AppLock: Der Klassiker mit neuen Features
Die kostenlose App „AppLock“ hat sich seit 2017 erheblich weiterentwickelt. Neben dem klassischen PIN-Code unterstützt sie jetzt auch Fingerabdruck, Gesichtserkennung und sogar Muster-Entsperrung. Besonders praktisch: Ihr könnt verschiedene Sperrmethoden für verschiedene Apps festlegen.
Die App bietet heute deutlich mehr Sicherheitsfeatures:
– Zeitbasierte Sperrung: Apps werden nur zu bestimmten Zeiten gesperrt
– Standort-basierte Entsperrung: Zu Hause werden Apps automatisch entsperrt
– Fake Cover: Gesperrte Apps zeigen einen harmlosen Fehlerbildschirm
– Intruder Selfie: Bei falscher Eingabe wird heimlich ein Foto gemacht
– Invisible Pattern: Entsperrmuster werden unsichtbar gezeichnet
Besonders clever: AppLock kann sich selbst unsichtbar machen. Nach der Einrichtung verschwindet das App-Symbol und ist nur über einen geheimen Zugangscode wieder aufrufbar.
Alternative Lösungen
Neben AppLock gibt es mittlerweile zahlreiche Alternativen. „Norton App Lock“ kommt vom Sicherheitsspezialisten Symantec und bietet Enterprise-Level-Sicherheit. „Perfect AppLock“ punktet mit besonders schönen Themes und Anpassungsoptionen.
Für Samsung-Nutzer ist die integrierte Knox-Plattform oft die beste Wahl. Sie isoliert gesperrte Apps komplett vom Rest des Systems und bietet Military-Grade-Verschlüsselung.
Privacy vs. Komfort
Bei aller Sicherheit solltet ihr den Komfort nicht vergessen. Zu viele gesperrte Apps können den Alltag erheblich erschweren. Konzentriert euch auf wirklich sensible Bereiche: Banking-Apps, Private Messenger, Foto-Galerien und Cloud-Speicher.

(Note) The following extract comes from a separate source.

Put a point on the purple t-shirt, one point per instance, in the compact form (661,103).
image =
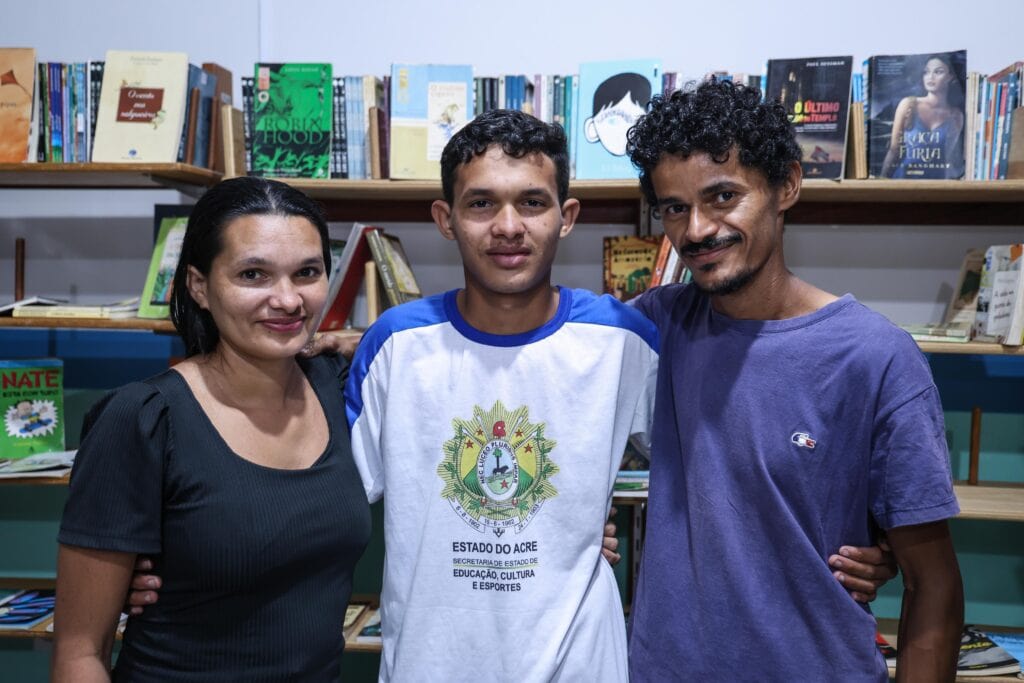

Ein Tipp: Nutzt für weniger kritische Apps einfach die Standard-Bildschirmsperre eures Smartphones. Die ist meist ausreichend und nervt nicht bei jedem App-Start.
Fazit
App-Sperren sind 2026 einfacher denn je. Während iPhone-Nutzer mit den integrierten iOS-Features meist auskommen, haben Android-Nutzer die größere Auswahl an Lösungen. AppLock bleibt dabei der verlässliche Klassiker, auch wenn native Lösungen der Smartphone-Hersteller oft die bessere Integration bieten.
Wichtig ist: Eine App-Sperre ersetzt keine generelle Smartphone-Sicherheit. Verwendet immer aktuelle Betriebssystem-Updates, starke Bildschirmsperren und überlegt zweimal, wem ihr euer Handy wirklich anvertraut.